The Great Marcia Ball
Celebrating its 30th anniversary as one of the truly great Chicago musical celebrations, FitzGerald's annual American Music Festival actually got underway yesterday, but it continues throughout the holiday weekend at the always friendly, superior-sounding, family-run club at 6615 Roosevelt Rd. in Berwyn (call 708-788 2118, or visit the club's Web site for more information), as well as in the outdoor tent erected for the occasion. The music starts at 4:30 p.m. today and 1 p.m. Saturday and Sunday (July 3 and 4).
Some of my choices for sure bets in the packed FitzGerald's schedule include:‚ today: Wayne "the Train" Hancock (6:15 p.m.) and the Marcia Ball Band (10 p.m.); Saturday: Tributosaurus becomes Crosby, Stills, Nash & Young (3 p.m.), Webb Wilder (4 p.m.), Dave Alvin and the mighty Blasters (7:30 p.m.), and the Joe Ely Band with Rolling Stones saxophonist Bobby Keys (10:15 p.m.), and Sunday: Susan Cowsill (4:30 p.m.), Brave Combo (6:45 p.m.), the Waco Brothers (8:45 p.m.), and an encore performance by the Blasters wrapping things up at 11 p.m. Admission is $30 today, $35 tomorrow and Sunday with an early-bird discount of $5 off for the first hour of each day.
Hey, it meant something when I was 16
Finally, though it a.) pains me to ever recommend a Ticketmaster/Live Nation show as overpriced as this one, and b.) it slightly embarrasses me to admit I'm actually sort of kind of excited about the concept (though not nearly as much as I'd be by a touring in which the band performed "2112" or "Hemispheres" in their entirety again), that enduring Canadian art-metal trio Rush comes to the Charter One Pavilion on Northerly Island at 7:30 p.m. Monday and Wednesday (July 5 and 7) as part of its Time Machine tour, which will find if playing all of the 1981 album "Moving Pictures," among other things.
As a drummer, albeit one of a very different stripe, I am drawn to any opportunity to watch Neil Peart perform; it's hard to argue against the fact that he's the most influential rock drummer since the late, great John Bonham of Led Zeppelin.

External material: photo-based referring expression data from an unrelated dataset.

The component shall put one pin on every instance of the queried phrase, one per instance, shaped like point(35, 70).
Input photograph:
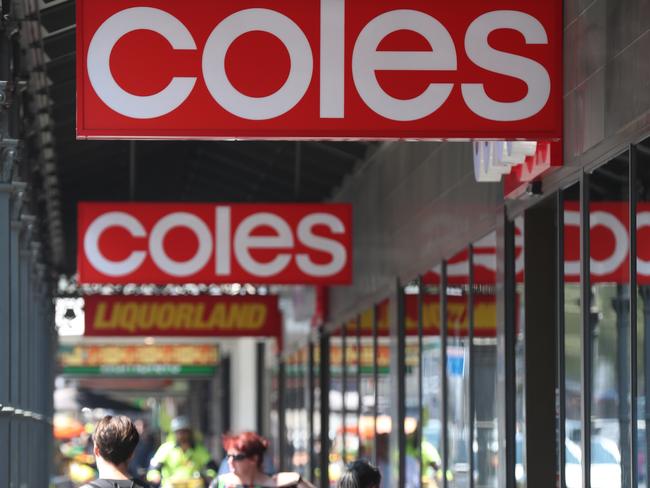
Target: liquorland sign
point(319, 69)
point(186, 316)
point(214, 243)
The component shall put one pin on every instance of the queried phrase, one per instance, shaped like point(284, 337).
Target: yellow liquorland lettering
point(183, 317)
point(218, 317)
point(235, 316)
point(128, 315)
point(485, 316)
point(430, 316)
point(365, 323)
point(101, 320)
point(164, 316)
point(457, 317)
point(411, 325)
point(257, 315)
point(145, 318)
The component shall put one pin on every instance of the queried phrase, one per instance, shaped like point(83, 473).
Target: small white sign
point(493, 159)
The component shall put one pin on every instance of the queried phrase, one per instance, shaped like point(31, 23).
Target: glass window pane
point(337, 414)
point(609, 323)
point(457, 370)
point(572, 334)
point(412, 386)
point(296, 413)
point(316, 446)
point(643, 305)
point(368, 387)
point(486, 439)
point(351, 398)
point(431, 381)
point(520, 356)
point(384, 392)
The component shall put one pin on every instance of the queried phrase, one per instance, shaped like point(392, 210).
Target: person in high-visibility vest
point(182, 459)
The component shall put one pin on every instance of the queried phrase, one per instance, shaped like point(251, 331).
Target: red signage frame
point(182, 316)
point(165, 243)
point(256, 69)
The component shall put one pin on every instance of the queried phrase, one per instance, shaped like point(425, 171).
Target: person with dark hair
point(114, 441)
point(360, 474)
point(245, 454)
point(181, 460)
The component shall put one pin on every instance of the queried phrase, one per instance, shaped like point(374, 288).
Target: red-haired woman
point(245, 453)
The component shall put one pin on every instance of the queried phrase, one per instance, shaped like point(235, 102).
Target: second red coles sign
point(220, 243)
point(470, 69)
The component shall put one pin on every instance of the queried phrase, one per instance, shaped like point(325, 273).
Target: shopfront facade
point(507, 336)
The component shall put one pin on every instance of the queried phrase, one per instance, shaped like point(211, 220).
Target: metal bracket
point(9, 155)
point(9, 24)
point(8, 90)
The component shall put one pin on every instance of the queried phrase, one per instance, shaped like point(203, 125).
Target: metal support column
point(5, 331)
point(400, 390)
point(282, 414)
point(586, 330)
point(506, 335)
point(24, 360)
point(325, 410)
point(633, 359)
point(560, 337)
point(472, 372)
point(15, 331)
point(311, 386)
point(443, 373)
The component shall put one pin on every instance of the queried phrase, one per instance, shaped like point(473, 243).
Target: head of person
point(115, 439)
point(360, 474)
point(182, 430)
point(245, 452)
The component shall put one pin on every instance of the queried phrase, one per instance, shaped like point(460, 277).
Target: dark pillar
point(540, 346)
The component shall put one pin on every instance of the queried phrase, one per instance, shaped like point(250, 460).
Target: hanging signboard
point(319, 69)
point(129, 360)
point(485, 316)
point(609, 248)
point(187, 316)
point(203, 243)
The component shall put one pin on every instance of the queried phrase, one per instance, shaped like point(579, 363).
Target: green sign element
point(140, 370)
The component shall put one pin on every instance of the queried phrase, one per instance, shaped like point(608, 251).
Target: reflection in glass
point(609, 324)
point(384, 392)
point(520, 356)
point(457, 369)
point(412, 432)
point(351, 397)
point(316, 445)
point(296, 412)
point(572, 328)
point(431, 417)
point(643, 305)
point(337, 434)
point(484, 360)
point(367, 386)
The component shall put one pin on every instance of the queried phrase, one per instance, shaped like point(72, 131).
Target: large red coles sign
point(319, 69)
point(214, 243)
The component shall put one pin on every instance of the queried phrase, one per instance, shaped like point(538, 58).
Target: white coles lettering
point(99, 70)
point(532, 73)
point(367, 59)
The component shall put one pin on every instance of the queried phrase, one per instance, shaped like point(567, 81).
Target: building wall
point(417, 203)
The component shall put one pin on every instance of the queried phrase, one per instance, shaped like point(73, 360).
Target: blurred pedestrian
point(245, 455)
point(182, 459)
point(115, 439)
point(144, 450)
point(360, 474)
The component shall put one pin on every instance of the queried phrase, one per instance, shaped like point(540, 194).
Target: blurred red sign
point(220, 316)
point(323, 69)
point(220, 243)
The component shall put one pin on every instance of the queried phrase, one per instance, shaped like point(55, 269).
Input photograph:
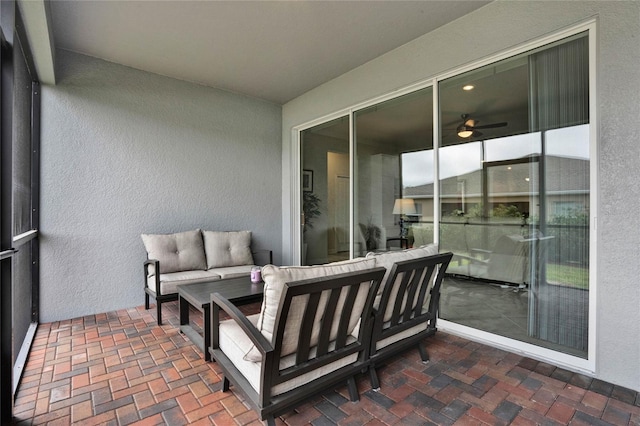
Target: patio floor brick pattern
point(121, 368)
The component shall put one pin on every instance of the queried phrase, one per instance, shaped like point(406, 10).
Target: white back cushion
point(231, 248)
point(387, 260)
point(182, 251)
point(274, 280)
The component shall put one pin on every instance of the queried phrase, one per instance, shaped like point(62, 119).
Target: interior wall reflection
point(515, 197)
point(394, 179)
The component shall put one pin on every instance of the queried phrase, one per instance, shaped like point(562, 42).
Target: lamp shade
point(404, 206)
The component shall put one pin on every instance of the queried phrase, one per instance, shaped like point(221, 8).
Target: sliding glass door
point(514, 180)
point(506, 189)
point(394, 159)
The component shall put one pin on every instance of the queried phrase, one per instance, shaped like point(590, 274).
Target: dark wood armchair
point(407, 309)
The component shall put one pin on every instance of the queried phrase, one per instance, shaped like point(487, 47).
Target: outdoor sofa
point(193, 257)
point(320, 326)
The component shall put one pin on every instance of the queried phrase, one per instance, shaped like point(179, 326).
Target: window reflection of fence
point(570, 245)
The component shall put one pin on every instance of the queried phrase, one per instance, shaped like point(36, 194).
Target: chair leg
point(159, 311)
point(423, 353)
point(353, 389)
point(373, 376)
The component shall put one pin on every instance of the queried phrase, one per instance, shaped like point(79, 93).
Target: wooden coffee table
point(237, 290)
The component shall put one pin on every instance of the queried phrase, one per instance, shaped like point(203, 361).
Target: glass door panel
point(325, 183)
point(514, 185)
point(394, 172)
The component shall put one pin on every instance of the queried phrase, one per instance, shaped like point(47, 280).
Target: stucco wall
point(492, 29)
point(126, 152)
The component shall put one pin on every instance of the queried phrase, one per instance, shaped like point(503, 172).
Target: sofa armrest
point(219, 302)
point(155, 264)
point(262, 257)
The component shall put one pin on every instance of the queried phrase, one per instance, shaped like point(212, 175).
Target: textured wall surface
point(126, 152)
point(492, 29)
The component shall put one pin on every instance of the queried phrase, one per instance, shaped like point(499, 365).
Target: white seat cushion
point(169, 282)
point(276, 277)
point(235, 343)
point(231, 248)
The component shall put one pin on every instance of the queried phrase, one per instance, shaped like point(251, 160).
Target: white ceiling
point(273, 50)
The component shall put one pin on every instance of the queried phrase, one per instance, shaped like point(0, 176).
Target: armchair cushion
point(227, 248)
point(235, 343)
point(182, 251)
point(275, 277)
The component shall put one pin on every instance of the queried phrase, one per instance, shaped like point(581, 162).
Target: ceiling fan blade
point(491, 126)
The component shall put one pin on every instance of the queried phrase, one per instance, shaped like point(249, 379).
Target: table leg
point(207, 331)
point(184, 311)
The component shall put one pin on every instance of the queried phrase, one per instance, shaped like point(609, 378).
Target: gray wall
point(126, 152)
point(490, 30)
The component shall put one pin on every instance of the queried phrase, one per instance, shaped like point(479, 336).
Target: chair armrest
point(219, 302)
point(262, 257)
point(156, 273)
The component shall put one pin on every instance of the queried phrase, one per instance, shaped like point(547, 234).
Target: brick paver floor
point(121, 368)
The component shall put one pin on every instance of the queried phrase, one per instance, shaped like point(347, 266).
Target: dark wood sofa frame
point(263, 402)
point(420, 279)
point(265, 256)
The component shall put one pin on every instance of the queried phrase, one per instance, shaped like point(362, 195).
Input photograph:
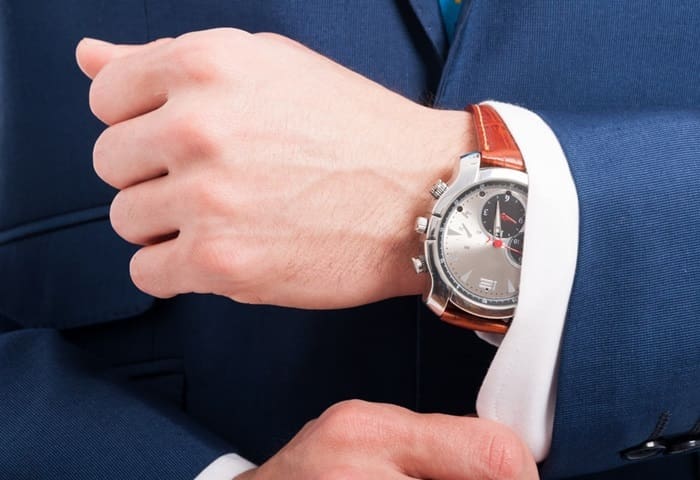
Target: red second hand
point(508, 218)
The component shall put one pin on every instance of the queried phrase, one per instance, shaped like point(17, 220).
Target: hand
point(252, 167)
point(364, 441)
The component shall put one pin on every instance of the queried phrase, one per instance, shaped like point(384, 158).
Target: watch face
point(480, 243)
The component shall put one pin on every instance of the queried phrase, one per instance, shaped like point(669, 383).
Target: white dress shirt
point(520, 387)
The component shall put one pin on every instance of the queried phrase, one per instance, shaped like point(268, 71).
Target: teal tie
point(450, 14)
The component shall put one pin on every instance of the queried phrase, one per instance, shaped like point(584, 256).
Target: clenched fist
point(367, 441)
point(252, 167)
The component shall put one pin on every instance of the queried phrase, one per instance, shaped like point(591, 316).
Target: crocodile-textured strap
point(498, 149)
point(458, 317)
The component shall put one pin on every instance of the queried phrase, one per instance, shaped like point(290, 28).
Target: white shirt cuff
point(520, 387)
point(226, 467)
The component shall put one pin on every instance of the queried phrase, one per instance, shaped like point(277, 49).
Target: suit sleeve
point(61, 418)
point(629, 362)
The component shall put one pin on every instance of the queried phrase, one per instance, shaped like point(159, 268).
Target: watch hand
point(498, 243)
point(508, 218)
point(497, 220)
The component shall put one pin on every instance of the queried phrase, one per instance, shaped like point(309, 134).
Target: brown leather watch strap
point(498, 149)
point(458, 317)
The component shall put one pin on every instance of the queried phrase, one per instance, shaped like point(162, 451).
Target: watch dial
point(480, 243)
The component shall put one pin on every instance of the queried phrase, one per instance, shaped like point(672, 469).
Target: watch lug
point(468, 171)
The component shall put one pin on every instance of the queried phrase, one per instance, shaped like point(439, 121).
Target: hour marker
point(487, 284)
point(466, 276)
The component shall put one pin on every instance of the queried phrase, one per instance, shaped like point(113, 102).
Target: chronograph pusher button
point(438, 189)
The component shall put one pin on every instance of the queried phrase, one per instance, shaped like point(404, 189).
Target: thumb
point(92, 54)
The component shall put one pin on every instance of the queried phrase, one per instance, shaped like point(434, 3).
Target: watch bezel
point(442, 291)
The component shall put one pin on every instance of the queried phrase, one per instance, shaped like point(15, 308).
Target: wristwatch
point(474, 236)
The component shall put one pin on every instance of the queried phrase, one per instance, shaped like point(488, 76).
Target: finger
point(458, 448)
point(133, 151)
point(157, 270)
point(147, 212)
point(131, 83)
point(92, 54)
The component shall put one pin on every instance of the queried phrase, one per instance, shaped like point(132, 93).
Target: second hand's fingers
point(132, 81)
point(92, 54)
point(458, 448)
point(133, 151)
point(157, 270)
point(147, 212)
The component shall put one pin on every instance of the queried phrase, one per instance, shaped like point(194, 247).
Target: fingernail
point(95, 41)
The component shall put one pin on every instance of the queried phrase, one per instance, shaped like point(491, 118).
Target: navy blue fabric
point(117, 384)
point(630, 352)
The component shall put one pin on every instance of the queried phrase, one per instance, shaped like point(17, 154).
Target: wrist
point(438, 139)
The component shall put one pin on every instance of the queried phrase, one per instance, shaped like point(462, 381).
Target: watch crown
point(421, 225)
point(419, 264)
point(438, 189)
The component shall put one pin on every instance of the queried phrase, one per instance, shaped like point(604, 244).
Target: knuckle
point(345, 421)
point(138, 272)
point(196, 58)
point(216, 259)
point(340, 472)
point(99, 95)
point(120, 214)
point(100, 157)
point(503, 455)
point(195, 135)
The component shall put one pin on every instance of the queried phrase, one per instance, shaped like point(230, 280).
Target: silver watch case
point(468, 173)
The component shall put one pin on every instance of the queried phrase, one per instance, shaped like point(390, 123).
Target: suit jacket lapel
point(428, 14)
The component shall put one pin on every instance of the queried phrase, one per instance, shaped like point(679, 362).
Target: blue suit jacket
point(98, 380)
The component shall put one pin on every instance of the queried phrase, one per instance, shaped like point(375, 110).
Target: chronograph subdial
point(503, 215)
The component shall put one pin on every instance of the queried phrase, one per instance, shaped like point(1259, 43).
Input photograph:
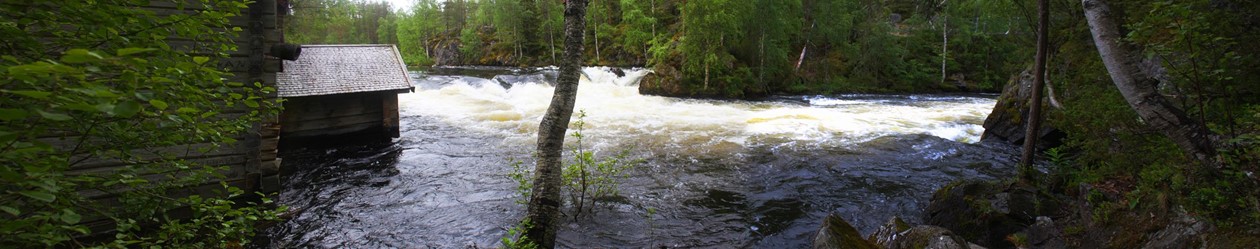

But -- gawd!--these prices: The best seats top out at $125, the supremely uncomfortable and poor-sounding bleachers are $40. Hey, at least this is a "No Service Fee Show" -- though Ticketmaster/Live Nation still hoses you down for a $9.50 per person (not per car) parking charge. Big a fan as I am, I just don't know if "Red Barchetta" live is worth that.